Serving on the council has been challenging, but the work can be very satisfying. The hard part is knowing that you will absolutely not make everyone happy with the decisions you make. Many times there are two good ways of doing things, but you have to choose the better one in your opinion. The bottom line is that we get elected to work hard on behalf of those who live here, and I try to do that using my best judgement. The first two years have been a pleasure and I look forward to at least another two.


3 responses to “MID TERM REPORT

  1. Hi Laurin,

    The Jamestown News interviewed our State Representative Pricey Harrison with regard to the use of Hazardous Herbicides by Duke Engery. I hope you can get a copy to read (Jan. 23, 2008, Page A3). You may be able to view it online. It will take a few years but I think, Pricey Harrison will work to make the changes we may be seeking. I really appreciate her efforts.

    Tommy Walls

  2. Thanks a ton, Tommy for all YOU have done on this issue. I am going to work here in Orange County on this issue and am thankful to have a lending ear from our state senator.

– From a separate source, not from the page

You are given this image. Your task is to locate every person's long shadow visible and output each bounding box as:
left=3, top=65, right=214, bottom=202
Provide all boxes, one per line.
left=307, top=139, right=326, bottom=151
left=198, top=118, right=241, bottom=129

  3. The Jamestown News printed an article on January 2, 2008, a Wednesday titled “Ciztizen questions safety of Duke Energy herbicidal spraying”.

    On Monday morning at 8:30 AM, January 7, 2008 Duke Energy had a full crew out behind my property cutting down a non-threatening tree in and among the trees next to the edge of the right of way. The tree was a dead pine tree, it could not grow another inch and it was about 20 below line level.

    I believe but I can not prove that this was a form of intimidation or bullying by the local Guilford County Duke Energy right of way management. I believe because I questioned the use of their hazardous herbicides at the Piedmont Environmental Center, a public park, the local Duke management was out to show me their power to do whatever they want. Out of all the thousands of trees in the state of North Carolina and Guildford County Duke Energy chose to come to behind my property to cut down one single dead pine tree that was not a threat to the right of way. It could not grow another inch and it was to short to fall into the lines. I believe this is a blatant miss use of their power. What are the odds? This kind of action by a large corporation is suppose to only happen in the movies. I fear for myself, my family, and my property. It was a dead pine tree this time, what will they do next? I was told by Duke Energy I would get a 3 day notice. I got no notice. Pictures to validate this situation are available upon. There must be great profit in spraying the right of ways.